Spasticity responds to a different set of treatments. Oral medications that reduce muscle tone, such as baclofen and tizanidine, are commonly used. For severe spasticity that doesn’t respond to pills, baclofen can be delivered directly into the spinal fluid through a small pump, which tends to be more effective than the oral form.
Managing Joint and Musculoskeletal Pain
The aching, stiffness, and soreness that come from weakened muscles and immobility are typically treated with over-the-counter pain relievers like acetaminophen, ibuprofen, or naproxen, combined with moist heat and gentle massage. For localized joint pain, such as a painful frozen shoulder, corticosteroid injections into the joint can help. These straightforward measures work for many people through much of their disease course.
Positioning is just as important as medication. Changing body position every two to four hours prevents pressure from building on bony areas like the hips, heels, and lower back. Wedge-shaped pillows can hold the body at a 30-degree side-lying angle, which keeps the most vulnerable pressure points free. Heel wedges lift the lower leg to protect the heel without hyperextending the knee. When lying on the back, keeping the head of the bed below 30 degrees reduces shearing forces on the skin over the tailbone. A good pressure-redistributing mattress matters too. You can check whether a mattress is adequate by sliding your hand between the person’s bony prominence and the surface; if you can’t feel a cushioning layer, it’s “bottoming out.”
Range-of-motion exercises, guided by a physical therapist, help prevent the joint contractures that develop when limbs stay in one position for too long. Positioning aids and boots that hold the foot in a neutral position can prevent the ankle from locking into a pointed-toe posture, which would otherwise make standing transfers impossible and create additional pain.

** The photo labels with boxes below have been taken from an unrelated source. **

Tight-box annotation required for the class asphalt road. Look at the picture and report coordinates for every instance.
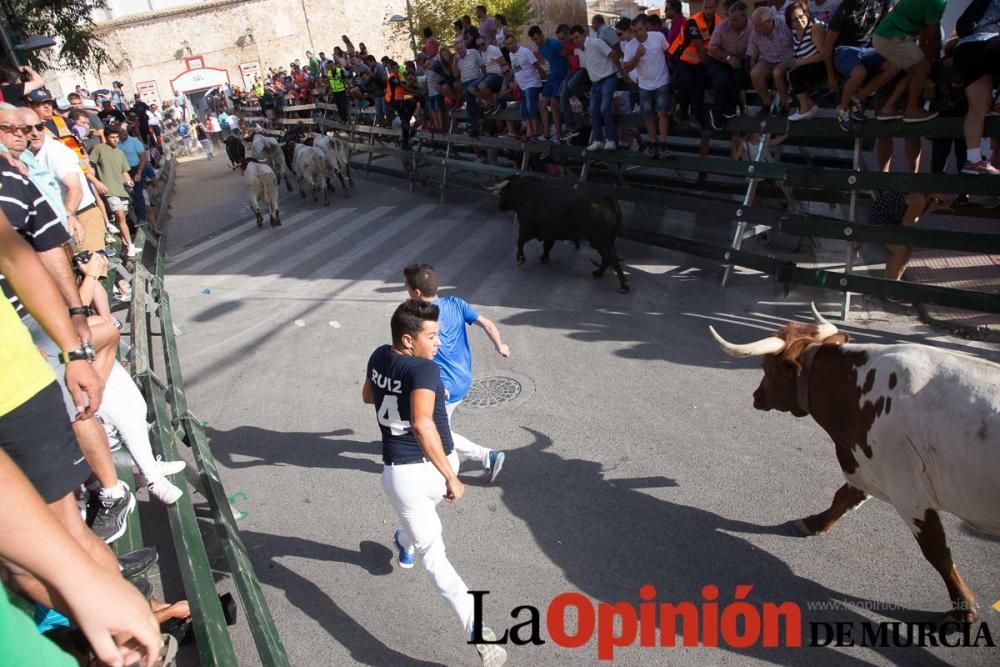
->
[160,154,1000,665]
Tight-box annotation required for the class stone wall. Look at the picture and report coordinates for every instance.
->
[46,0,408,99]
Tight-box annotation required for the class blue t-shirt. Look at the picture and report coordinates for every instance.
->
[432,296,479,403]
[539,37,569,81]
[365,345,454,464]
[118,135,146,167]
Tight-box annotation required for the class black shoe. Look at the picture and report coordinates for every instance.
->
[130,578,153,600]
[708,109,725,132]
[90,488,135,544]
[118,547,159,579]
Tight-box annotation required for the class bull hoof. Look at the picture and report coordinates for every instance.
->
[795,519,822,537]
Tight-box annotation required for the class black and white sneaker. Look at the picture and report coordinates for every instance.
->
[118,547,159,579]
[90,488,135,544]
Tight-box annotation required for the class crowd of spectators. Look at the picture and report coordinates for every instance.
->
[239,0,1000,175]
[0,60,190,665]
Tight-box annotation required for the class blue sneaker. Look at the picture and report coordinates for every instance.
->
[392,528,413,570]
[486,452,507,482]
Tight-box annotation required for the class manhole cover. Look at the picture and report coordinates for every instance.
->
[464,377,521,408]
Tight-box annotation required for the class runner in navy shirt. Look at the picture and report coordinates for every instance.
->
[362,299,507,667]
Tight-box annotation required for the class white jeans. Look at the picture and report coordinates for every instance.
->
[382,451,473,637]
[444,401,490,468]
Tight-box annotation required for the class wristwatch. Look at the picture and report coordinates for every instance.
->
[59,345,93,364]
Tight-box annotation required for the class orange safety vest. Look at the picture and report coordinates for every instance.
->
[669,12,722,65]
[385,70,413,102]
[45,115,88,174]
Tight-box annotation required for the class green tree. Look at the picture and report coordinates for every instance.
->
[0,0,112,72]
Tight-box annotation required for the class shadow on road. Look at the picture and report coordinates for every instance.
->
[499,429,946,665]
[241,531,439,667]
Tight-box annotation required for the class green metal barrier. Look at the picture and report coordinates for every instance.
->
[123,232,290,667]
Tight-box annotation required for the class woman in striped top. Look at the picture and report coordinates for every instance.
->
[775,0,826,120]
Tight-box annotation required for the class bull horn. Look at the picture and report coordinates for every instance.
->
[809,301,837,340]
[708,324,785,359]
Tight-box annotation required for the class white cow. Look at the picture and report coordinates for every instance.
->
[709,307,1000,623]
[313,135,354,194]
[243,161,281,227]
[250,134,292,192]
[292,144,331,206]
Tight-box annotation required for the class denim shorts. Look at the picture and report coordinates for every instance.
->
[639,85,670,116]
[521,88,542,120]
[542,77,566,99]
[833,46,885,77]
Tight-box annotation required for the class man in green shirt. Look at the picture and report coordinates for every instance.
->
[90,125,132,244]
[872,0,946,123]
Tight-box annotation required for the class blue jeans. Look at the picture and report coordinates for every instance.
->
[462,79,480,134]
[129,162,157,225]
[590,74,618,141]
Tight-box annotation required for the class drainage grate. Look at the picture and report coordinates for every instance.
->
[464,376,521,408]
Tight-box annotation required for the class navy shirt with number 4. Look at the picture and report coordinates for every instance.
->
[366,345,454,464]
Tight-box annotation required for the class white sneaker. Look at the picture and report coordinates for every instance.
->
[788,106,819,123]
[135,456,187,486]
[476,628,507,667]
[146,477,184,505]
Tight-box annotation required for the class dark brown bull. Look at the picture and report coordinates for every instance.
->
[709,306,1000,623]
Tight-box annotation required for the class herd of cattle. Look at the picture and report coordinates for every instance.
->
[207,134,1000,623]
[226,133,354,227]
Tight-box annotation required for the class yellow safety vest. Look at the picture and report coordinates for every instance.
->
[326,65,347,93]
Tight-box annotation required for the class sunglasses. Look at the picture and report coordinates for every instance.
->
[0,123,45,134]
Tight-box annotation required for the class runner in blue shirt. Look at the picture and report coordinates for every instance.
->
[403,264,510,482]
[361,299,507,667]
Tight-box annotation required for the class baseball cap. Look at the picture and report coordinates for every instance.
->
[26,88,52,103]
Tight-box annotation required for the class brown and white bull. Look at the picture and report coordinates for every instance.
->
[708,306,1000,623]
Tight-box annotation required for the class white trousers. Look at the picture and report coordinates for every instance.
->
[444,401,490,468]
[382,451,473,638]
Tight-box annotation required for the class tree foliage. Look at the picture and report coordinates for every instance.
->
[0,0,112,72]
[402,0,537,43]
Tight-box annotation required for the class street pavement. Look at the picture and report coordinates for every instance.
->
[160,154,1000,666]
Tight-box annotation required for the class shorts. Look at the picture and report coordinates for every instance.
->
[427,95,444,111]
[108,196,129,213]
[872,35,924,69]
[833,46,885,78]
[542,76,566,99]
[639,85,670,116]
[21,315,76,422]
[479,72,503,93]
[0,382,90,503]
[753,58,795,75]
[521,88,542,120]
[76,204,107,252]
[955,36,1000,86]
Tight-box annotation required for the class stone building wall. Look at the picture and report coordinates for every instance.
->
[46,0,408,99]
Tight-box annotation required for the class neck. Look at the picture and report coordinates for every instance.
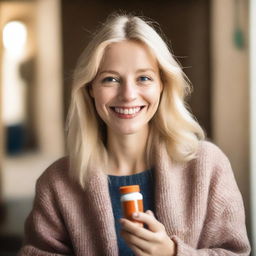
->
[107,128,149,175]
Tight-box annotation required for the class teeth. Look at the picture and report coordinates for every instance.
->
[114,107,140,115]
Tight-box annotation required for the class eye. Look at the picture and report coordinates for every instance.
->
[138,76,152,82]
[102,76,119,83]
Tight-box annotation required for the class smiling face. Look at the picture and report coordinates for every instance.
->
[90,41,162,135]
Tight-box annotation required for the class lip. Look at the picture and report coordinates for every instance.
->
[110,105,145,119]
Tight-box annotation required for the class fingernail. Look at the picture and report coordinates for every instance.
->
[132,212,139,218]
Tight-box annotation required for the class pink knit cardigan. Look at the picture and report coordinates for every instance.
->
[18,142,250,256]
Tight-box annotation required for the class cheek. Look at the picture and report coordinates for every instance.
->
[145,87,161,105]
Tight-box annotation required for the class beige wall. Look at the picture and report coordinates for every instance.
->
[36,0,64,157]
[249,0,256,252]
[212,0,250,230]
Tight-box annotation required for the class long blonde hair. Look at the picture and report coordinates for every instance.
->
[67,14,204,187]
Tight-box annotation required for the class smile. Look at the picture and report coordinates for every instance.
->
[110,106,144,118]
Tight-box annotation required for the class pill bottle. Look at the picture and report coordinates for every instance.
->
[119,185,143,226]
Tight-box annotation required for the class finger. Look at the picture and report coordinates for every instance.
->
[128,245,148,256]
[120,230,151,252]
[146,210,155,217]
[120,218,155,241]
[132,212,165,232]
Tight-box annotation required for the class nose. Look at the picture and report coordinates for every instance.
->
[119,80,138,102]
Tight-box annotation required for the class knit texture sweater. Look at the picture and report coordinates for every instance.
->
[18,142,250,256]
[108,170,154,256]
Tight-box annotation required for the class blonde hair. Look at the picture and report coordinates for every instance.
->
[67,14,204,187]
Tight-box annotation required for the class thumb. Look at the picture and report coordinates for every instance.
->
[146,210,155,217]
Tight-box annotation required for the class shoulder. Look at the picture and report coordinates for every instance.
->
[196,140,229,166]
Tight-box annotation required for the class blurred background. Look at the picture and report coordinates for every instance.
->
[0,0,256,256]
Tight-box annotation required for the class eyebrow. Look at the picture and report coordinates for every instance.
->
[98,68,156,75]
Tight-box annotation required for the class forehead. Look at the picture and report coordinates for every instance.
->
[99,40,158,70]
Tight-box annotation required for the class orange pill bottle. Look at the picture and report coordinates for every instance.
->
[119,185,143,226]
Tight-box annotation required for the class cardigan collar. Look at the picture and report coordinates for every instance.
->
[86,145,180,255]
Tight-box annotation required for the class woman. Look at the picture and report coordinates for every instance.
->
[19,15,250,256]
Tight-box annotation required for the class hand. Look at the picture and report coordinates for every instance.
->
[120,210,176,256]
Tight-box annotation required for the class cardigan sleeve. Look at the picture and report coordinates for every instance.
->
[172,147,250,256]
[18,173,73,256]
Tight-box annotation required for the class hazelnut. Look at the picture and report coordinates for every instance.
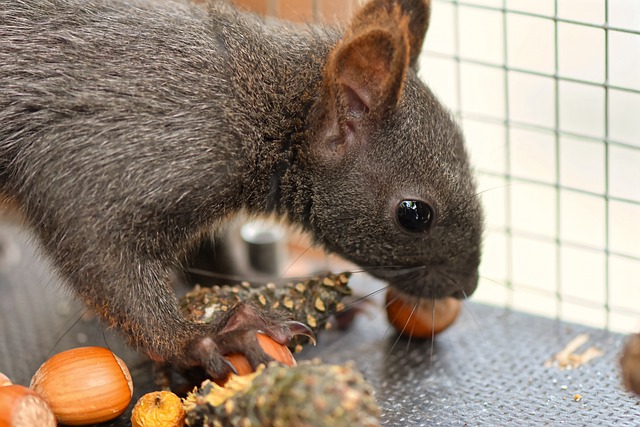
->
[131,391,185,427]
[31,347,133,425]
[0,372,13,387]
[0,384,56,427]
[385,288,462,338]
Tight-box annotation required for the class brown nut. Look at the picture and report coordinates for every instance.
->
[225,333,296,375]
[0,384,56,427]
[0,372,13,387]
[31,347,133,425]
[386,288,462,338]
[131,391,185,427]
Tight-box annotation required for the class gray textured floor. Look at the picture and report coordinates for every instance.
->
[0,219,640,426]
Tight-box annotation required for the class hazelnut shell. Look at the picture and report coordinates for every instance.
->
[385,288,462,338]
[31,347,133,425]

Nerve Pain and Stronger Options
When the pain has a burning or shooting quality suggestive of nerve involvement, medications like gabapentin, pregabalin, or certain older antidepressants that dampen nerve signaling are the standard approach. These are the same drugs used for nerve pain in other conditions like diabetes or shingles, and they can meaningfully reduce discomfort.
Opioid pain medications are not a first-line choice in ALS because they can suppress breathing, which is already compromised as respiratory muscles weaken. They are typically reserved for advanced stages or palliative care settings, where the priority shifts fully to comfort, and they require careful monitoring.
Why Pain Often Goes Undertreated
Despite how common pain is in ALS, there are currently no widely adopted guidelines for routine pain screening in clinical practice. The European Academy of Neurology’s 2024 recommendations call for systematic pain assessment along with supportive measures like physiotherapy, proper positioning, and splinting, but this hasn’t yet translated into consistent screening at every ALS clinic visit. Pain can also be hard for patients to report as their speech and hand function decline, which means it may go unrecognized unless care teams actively ask about it. If you or someone you care for has ALS, raising the topic of pain directly with the medical team is one of the most effective things you can do to get it addressed.